SML201 Precept 5 Problem Set, Spring 2020

Problem 1: Extracting the Last Name with `strsplit` and `sapply`

Problem 1(a)

Make a function that takes in a data frame in the same format as Titanic, and returns the percentage (i.e., a number between 0 and 100) of people who did not survive

Problem 1(b)

You can use strsplit to split character strings into words. For example, the following splits a character string into words assuming that the words are separated by a space

words <- strsplit("Go Tigers", " ")[[1]]
words

## [1] "Go"     "Tigers"

words[1]

## [1] "Go"

words[2]

## [1] "Tigers"

Write a function that takes in the name of a person (as it appears in the Titanic dataset) and returns the persons last name

Problem 1(c)

Add a column to the titanic dataset that contains just the last name for each row. You should use sapply and your function from Problem 1(b)

Problem 2: Predicting using the last name

Problem 2(a)

Use logistic regression to predict survival using the last name of a person. Are you able to obtain a better accuracy than the baseline classifier? Compute and compare the false positive rate (FPR), false negative rate (FNR), and the positive predictive value (PPV).

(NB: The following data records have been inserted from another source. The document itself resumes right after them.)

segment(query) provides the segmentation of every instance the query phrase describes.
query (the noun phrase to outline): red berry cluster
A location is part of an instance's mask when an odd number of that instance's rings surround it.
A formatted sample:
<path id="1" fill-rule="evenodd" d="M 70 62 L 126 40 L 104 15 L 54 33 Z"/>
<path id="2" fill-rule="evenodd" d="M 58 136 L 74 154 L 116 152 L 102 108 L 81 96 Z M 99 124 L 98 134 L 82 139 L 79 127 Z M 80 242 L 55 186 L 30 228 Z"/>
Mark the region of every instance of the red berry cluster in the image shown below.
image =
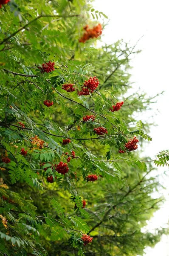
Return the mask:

The definitions are as follows:

\[FPR = \frac{\text{# of times the model said "positive" and was wrong}}{\text{# of negatives }}\]

\[FNR = \frac{\text{# of times the model said "negative" and was wrong}}{\text{# of positives }}\]

\[PPV = \frac{\text{# of times the model said "positive" and was correct}}{\text{# of times the model said "positive"}}\]

Problem 2(b)

Explain why many of the predicted probabilities in 2(a) are either 0.0 or 1.0. Can you come up with a theory that would explain why you can predict survival using the last name?

Problem 2(c) (Challenge)

Using your theory of why the last name appears to predict survival, design an experiment (i.e., what specify what data frames to create using the existing data, which model to fit to them, which prediction to make, etc.) that would demonstrate the theory.

Problem 2(d) (Challenge: leave to the end)

Write R code to perform the experiment you designed in 2(c).

Problem 3: `ggplot`

Use ggplot to visualize the relationship between the fare and the class, as well as the sex of the passenger. Do you see any patterns?

Problem 4: `ggplot`

Use ggplot to visualize the relationship between the age of a passenger and their probability of survival, based on a model the uses the passenger’s age, sex, class, and fare, as well as based on a model that uses just the passenger’s age. Superimpose the two plots.

Problem 5: Insurance rates

Write a function that will compute the total profit (or loss) if the if the insurance agent uses a logistic regression model that takes that uses the sex, class, and age of a person to predict whether they will survive, for the population of people on the titanic (note: this is “cheating,” since in reality an agent would not have access to the data to fit their model; there are also other issues here, which we will discuss). The policy the insurance agent uses the following procedure:

If the person’s probability of survival is less than p, turn them away.
If the person’s probability of survival is greater than or equal to p, sell them insurance for premium.
If the person does not end up surviving, pay benefit to the estate.

Find reasonable p, premium, and benefit which would yield a profit in the case of the Titanic. You should do that by just trying to call your function manually using different values.

(Again, note: this is an exercise, and not a realistic example. Most liners did not sink; no insurer would sell insurance if they knew the liner would sink. In fact, insurers often refuse to sell insurance when the probability of a bad outcome is not very small.)